The UK government has criticised outgoing US Secretary of State John Kerry's speech condemning the Israeli settlement programme, accusing it of "focusing on only one issue" in a "deeply complex" situation.
Speaking to the Jewish Chronicle, a spokesperson for Prime Minister Theresa May said: "We do not believe that the way to negotiate peace is by focusing on only one issue, in this case the construction of settlements, when clearly the conflict between the Israelis and Palestinians is so deeply complex."
Kerry said in a fiery speech on 28 December that Benjamin Netanyahu's government was "the most committed to settlements in Israel's history.
"Settlements have nothing to do with Israeli security," said the Secretary of State as he defended a two-state solution as "the only way to ensure Israel's future as a Jewish and democratic state living side by side in peace with its neighbours".

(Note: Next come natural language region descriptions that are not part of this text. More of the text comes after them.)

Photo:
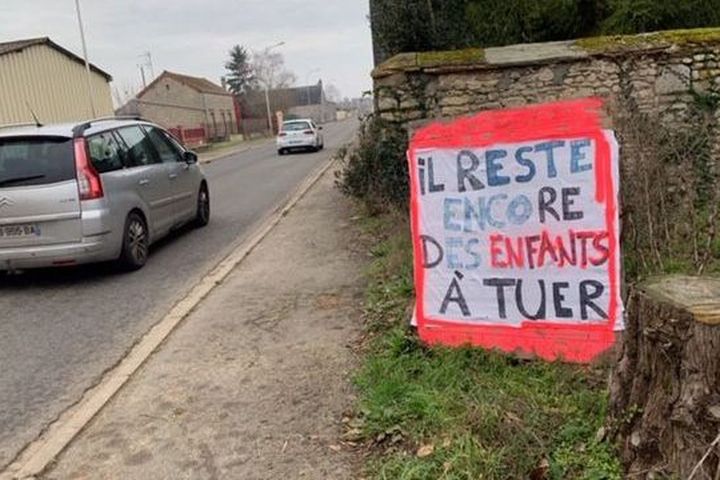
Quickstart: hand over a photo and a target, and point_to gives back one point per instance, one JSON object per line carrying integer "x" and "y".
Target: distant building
{"x": 39, "y": 75}
{"x": 294, "y": 102}
{"x": 190, "y": 106}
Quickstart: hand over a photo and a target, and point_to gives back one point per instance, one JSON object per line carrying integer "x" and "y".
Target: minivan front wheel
{"x": 136, "y": 243}
{"x": 202, "y": 217}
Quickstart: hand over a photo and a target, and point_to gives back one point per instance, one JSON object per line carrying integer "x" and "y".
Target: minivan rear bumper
{"x": 91, "y": 249}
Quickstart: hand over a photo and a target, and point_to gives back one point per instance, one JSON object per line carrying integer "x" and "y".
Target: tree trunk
{"x": 665, "y": 390}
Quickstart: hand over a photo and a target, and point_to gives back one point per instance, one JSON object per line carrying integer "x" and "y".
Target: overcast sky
{"x": 194, "y": 36}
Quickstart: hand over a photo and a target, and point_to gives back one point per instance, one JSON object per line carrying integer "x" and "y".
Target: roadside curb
{"x": 222, "y": 156}
{"x": 35, "y": 458}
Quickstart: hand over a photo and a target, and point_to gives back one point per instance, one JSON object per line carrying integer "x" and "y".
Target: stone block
{"x": 673, "y": 79}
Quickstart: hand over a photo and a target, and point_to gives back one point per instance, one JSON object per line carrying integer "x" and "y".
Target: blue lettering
{"x": 549, "y": 149}
{"x": 451, "y": 214}
{"x": 451, "y": 244}
{"x": 478, "y": 215}
{"x": 494, "y": 168}
{"x": 491, "y": 220}
{"x": 577, "y": 155}
{"x": 525, "y": 162}
{"x": 473, "y": 242}
{"x": 519, "y": 210}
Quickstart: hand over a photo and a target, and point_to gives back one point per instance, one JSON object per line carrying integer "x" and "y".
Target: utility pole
{"x": 91, "y": 97}
{"x": 142, "y": 74}
{"x": 267, "y": 87}
{"x": 307, "y": 82}
{"x": 147, "y": 56}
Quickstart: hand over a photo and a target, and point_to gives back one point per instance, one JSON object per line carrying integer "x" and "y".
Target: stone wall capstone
{"x": 648, "y": 73}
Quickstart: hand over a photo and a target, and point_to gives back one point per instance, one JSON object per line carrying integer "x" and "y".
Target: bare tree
{"x": 332, "y": 93}
{"x": 270, "y": 70}
{"x": 124, "y": 93}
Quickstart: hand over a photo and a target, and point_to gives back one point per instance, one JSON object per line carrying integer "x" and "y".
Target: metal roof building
{"x": 41, "y": 76}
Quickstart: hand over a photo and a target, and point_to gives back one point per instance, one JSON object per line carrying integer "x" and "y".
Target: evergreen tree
{"x": 241, "y": 75}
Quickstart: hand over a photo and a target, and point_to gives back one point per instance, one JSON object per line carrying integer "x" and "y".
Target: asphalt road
{"x": 60, "y": 330}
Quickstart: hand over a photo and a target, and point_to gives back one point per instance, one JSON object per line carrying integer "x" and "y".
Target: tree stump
{"x": 665, "y": 390}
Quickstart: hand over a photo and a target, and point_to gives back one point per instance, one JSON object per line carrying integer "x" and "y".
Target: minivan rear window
{"x": 295, "y": 126}
{"x": 26, "y": 161}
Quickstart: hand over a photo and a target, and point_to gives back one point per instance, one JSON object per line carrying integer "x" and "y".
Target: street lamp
{"x": 307, "y": 82}
{"x": 87, "y": 63}
{"x": 267, "y": 88}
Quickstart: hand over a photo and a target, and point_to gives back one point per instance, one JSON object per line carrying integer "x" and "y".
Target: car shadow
{"x": 83, "y": 274}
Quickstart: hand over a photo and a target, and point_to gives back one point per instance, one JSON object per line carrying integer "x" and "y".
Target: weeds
{"x": 376, "y": 171}
{"x": 485, "y": 415}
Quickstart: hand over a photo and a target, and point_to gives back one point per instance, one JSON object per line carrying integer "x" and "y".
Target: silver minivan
{"x": 96, "y": 191}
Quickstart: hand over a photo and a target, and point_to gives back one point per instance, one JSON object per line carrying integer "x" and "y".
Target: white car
{"x": 299, "y": 135}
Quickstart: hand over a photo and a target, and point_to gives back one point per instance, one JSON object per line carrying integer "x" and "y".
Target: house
{"x": 294, "y": 102}
{"x": 38, "y": 75}
{"x": 194, "y": 108}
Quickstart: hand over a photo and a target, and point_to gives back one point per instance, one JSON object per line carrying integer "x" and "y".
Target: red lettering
{"x": 496, "y": 252}
{"x": 515, "y": 255}
{"x": 566, "y": 258}
{"x": 546, "y": 247}
{"x": 602, "y": 249}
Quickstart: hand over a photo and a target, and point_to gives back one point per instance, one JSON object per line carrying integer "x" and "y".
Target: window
{"x": 36, "y": 161}
{"x": 106, "y": 153}
{"x": 167, "y": 151}
{"x": 140, "y": 148}
{"x": 295, "y": 126}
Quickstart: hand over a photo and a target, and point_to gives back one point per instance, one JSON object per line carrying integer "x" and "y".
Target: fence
{"x": 191, "y": 137}
{"x": 254, "y": 126}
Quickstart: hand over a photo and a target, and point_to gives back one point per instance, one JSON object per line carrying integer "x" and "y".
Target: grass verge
{"x": 437, "y": 413}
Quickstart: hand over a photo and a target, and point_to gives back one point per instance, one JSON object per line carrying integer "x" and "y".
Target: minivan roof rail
{"x": 18, "y": 125}
{"x": 81, "y": 127}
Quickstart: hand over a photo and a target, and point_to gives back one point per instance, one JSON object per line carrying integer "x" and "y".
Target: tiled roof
{"x": 20, "y": 45}
{"x": 199, "y": 84}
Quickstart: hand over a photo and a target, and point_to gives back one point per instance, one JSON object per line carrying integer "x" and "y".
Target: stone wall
{"x": 647, "y": 73}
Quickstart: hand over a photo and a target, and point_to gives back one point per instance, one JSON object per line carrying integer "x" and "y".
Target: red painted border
{"x": 561, "y": 120}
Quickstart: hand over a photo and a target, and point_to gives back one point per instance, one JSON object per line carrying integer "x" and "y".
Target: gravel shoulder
{"x": 254, "y": 383}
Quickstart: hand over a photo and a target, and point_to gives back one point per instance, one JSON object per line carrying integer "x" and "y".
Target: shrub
{"x": 375, "y": 170}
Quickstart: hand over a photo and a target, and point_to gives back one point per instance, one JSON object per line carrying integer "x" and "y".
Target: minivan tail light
{"x": 89, "y": 183}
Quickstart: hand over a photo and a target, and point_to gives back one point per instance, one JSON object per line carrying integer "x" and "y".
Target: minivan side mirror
{"x": 190, "y": 157}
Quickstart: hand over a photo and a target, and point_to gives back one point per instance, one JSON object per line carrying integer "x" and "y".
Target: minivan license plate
{"x": 14, "y": 231}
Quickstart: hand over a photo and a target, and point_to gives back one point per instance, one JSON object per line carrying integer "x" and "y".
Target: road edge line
{"x": 35, "y": 458}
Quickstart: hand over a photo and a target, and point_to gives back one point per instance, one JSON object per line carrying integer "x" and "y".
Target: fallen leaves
{"x": 425, "y": 451}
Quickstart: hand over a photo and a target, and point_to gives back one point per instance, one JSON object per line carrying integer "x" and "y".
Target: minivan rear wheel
{"x": 136, "y": 243}
{"x": 202, "y": 217}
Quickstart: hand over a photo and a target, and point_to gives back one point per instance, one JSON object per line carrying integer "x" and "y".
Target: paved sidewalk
{"x": 253, "y": 385}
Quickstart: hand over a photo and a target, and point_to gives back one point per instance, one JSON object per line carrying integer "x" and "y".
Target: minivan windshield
{"x": 27, "y": 161}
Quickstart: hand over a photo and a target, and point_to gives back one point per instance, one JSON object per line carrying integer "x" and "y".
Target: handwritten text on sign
{"x": 515, "y": 231}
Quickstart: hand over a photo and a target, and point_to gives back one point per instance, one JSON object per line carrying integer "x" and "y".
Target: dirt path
{"x": 253, "y": 385}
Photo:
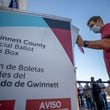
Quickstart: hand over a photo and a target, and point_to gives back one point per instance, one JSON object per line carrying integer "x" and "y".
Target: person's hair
{"x": 95, "y": 18}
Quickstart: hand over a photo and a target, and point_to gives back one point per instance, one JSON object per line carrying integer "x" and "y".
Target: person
{"x": 97, "y": 25}
{"x": 107, "y": 89}
{"x": 81, "y": 94}
{"x": 102, "y": 95}
{"x": 88, "y": 96}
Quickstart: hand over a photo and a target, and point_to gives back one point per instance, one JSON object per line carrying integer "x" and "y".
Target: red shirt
{"x": 105, "y": 33}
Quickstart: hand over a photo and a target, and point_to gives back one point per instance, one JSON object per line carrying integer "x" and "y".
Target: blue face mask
{"x": 95, "y": 29}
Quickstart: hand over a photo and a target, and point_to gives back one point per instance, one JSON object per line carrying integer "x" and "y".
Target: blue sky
{"x": 79, "y": 11}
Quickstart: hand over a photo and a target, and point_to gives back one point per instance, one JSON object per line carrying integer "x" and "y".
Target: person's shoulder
{"x": 105, "y": 31}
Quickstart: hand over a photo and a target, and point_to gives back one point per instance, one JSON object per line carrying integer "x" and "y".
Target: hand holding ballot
{"x": 80, "y": 43}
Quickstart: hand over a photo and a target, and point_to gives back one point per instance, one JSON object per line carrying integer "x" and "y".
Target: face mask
{"x": 95, "y": 29}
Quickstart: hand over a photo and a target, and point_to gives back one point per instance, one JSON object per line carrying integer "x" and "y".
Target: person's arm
{"x": 97, "y": 44}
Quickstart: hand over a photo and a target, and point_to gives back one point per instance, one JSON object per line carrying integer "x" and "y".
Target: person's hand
{"x": 80, "y": 41}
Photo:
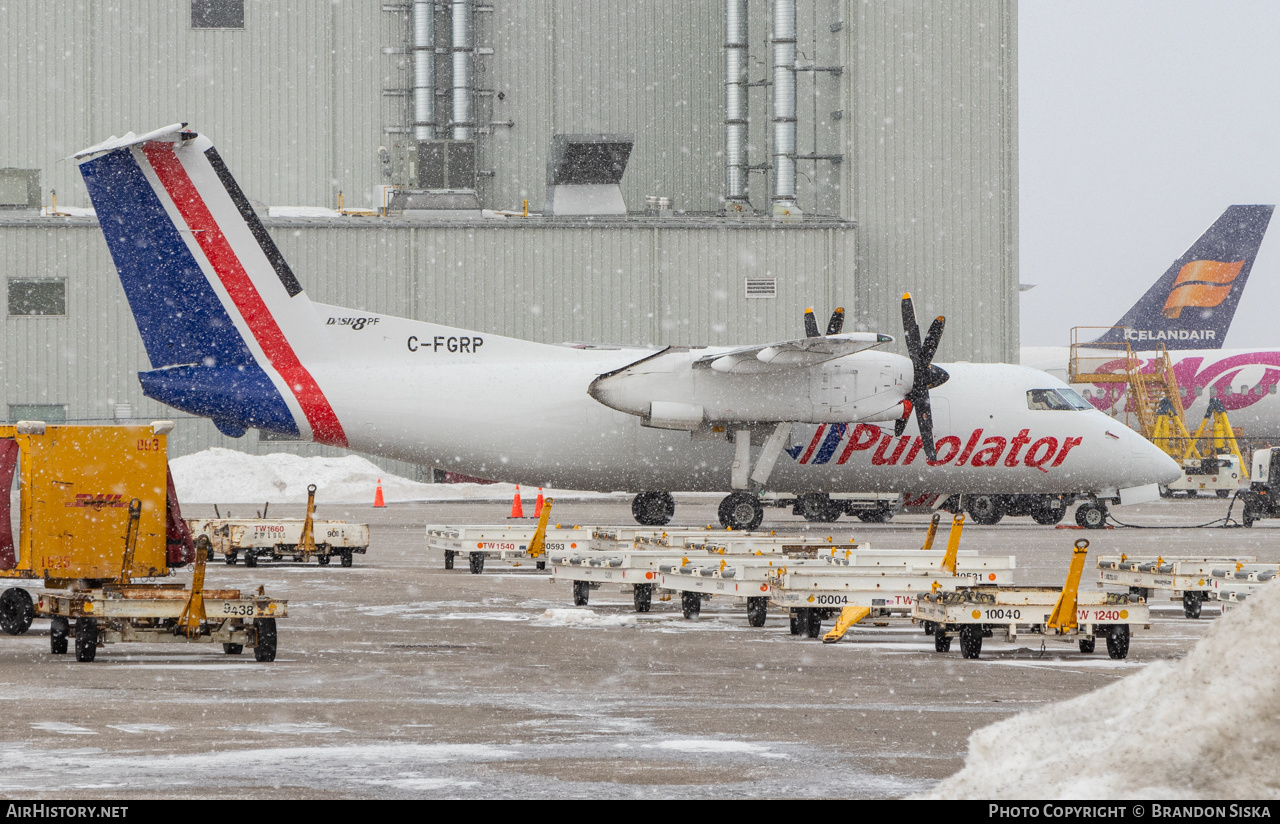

The Downing Street spokesperson echoed support for the two-state solution, telling the Jewish Chronicle: "The British government continues to believe that the only way to a lasting peace in the Middle East is through a two-state solution."
The UK backed a recent UN resolution calling for the end of illegal Israeli settlements in the occupied territories - a vote the US controversially abstained from and did not veto. The move prompted US President-elect Donald Trump, who had urged for a US veto, to tell Israel to "stay strong" and await his arrival in the Oval Office.
The resolution was rejected by the current Israeli government, with prime minister Netanyahu calling it "shameful" and saying that Israel would "not abide by its terms".
The Number 10 spokesperson added that: "We continue to believe that the construction of settlements in the Occupied Palestinian Territories is illegal, which is why we supported UN Security Council Resolution 2334 last week. But we are also clear that the settlements are far from the only problem in this conflict."
Kerry was further criticised when the spokesperson said that Downing Street did not believe it was "appropriate to attack the composition of the democratically-elected government of an ally."
Opinion on the speech is divided in Israel. Former Prime Minister Ehud Barak, who led Israel's Labor Party, took to Twitter to praise Kerry's speech, saying that it was how "the majority in Israel" thought and accusing Netanyahu of being "dragged" by a "messianic steam", adding that he was "standing in front of an abyss and insisting on walking forward".